Granite is currently the only district in the state that has one, spending $1.42 million a year on it and its 16 officers. Jordan School District recently disbanded its police department, saying it saved $600,000 a year of the $800,000 it had been spending. (The rest went for a contractor to monitor alarm systems.)
Martin Bates, assistant for policy and legal services to Granite Superintendent Stephen F. Ronnenkamp, said the school district will have no comment on Holdaway's bill until it sees a copy. "We don't know what to respond to until we've seen it," he said.
Holdaway said he expects to introduce the bill next week and believes that chances are good for passage this session. "It affects only Granite district, so I don't expect a lot of opposition from other areas," he said.
Holdaway, a special education teacher at Taylorsville High School, had been considering pushing such a bill for months over concern that the department drains too much from educational programs.
He said the charging of officer Richard Todd Rasmussen in the shooting this week convinced him to go forward, both over concern about police activities and how such might increase costs amid tight education budgets.
Holdaway said managers of a state insurance pool told him the incident with Rasmussen is making them reconsider their longtime practice of not charging Granite higher premium rates than other districts, despite its operating a police department and risking more lawsuits because of heavy-duty police work.
Earlier this month in a News Extra examining the benefits and risks of the department, district officials defended the department but others said city and county police could do the same work and avoid the higher financial risk from lawsuits that the department brings.
For example, County Sheriff Aaron Kennard asked, "Why would Granite want to take on that liability instead of police departments? It just takes one bad shooting for all the costs you think you have saved to go out the window" because of lawsuits.
However, Ronnenkamp said extra police presence by the department has cut vandalism and theft so much through the years that it alone "has almost paid for the police department."
He said having police work closely with schools has also thwarted several school shootings.
While the department says schools are its focus, it has made news for incidents either outside its boundaries or only marginally involving schools such as the October chase and shooting in Salt Lake City, which began when officers staked out a home, seeking a suspect in school burglaries.
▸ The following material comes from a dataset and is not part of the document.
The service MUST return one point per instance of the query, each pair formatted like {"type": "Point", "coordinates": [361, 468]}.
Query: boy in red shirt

Another incident was a high-speed chase in 2001 that injured seven people, including three bystanders, in South Salt Lake. A Granite officer pursued a car seen near Granite High School after discovering it had a stolen license plate. Both Salt Lake City and South Salt Lake have policies banning high-speed pursuits for such crimes.Another was a 1999 shooting when two Granite officers and two sheriff's deputies killed a man who reached for a shotgun after a chase ended on I-215 in Murray. It began in West Jordan (also outside the district) when a Granite officer spotted a car that matched one sought by West Jordan police for an armed robbery. The shooting was ruled as justified.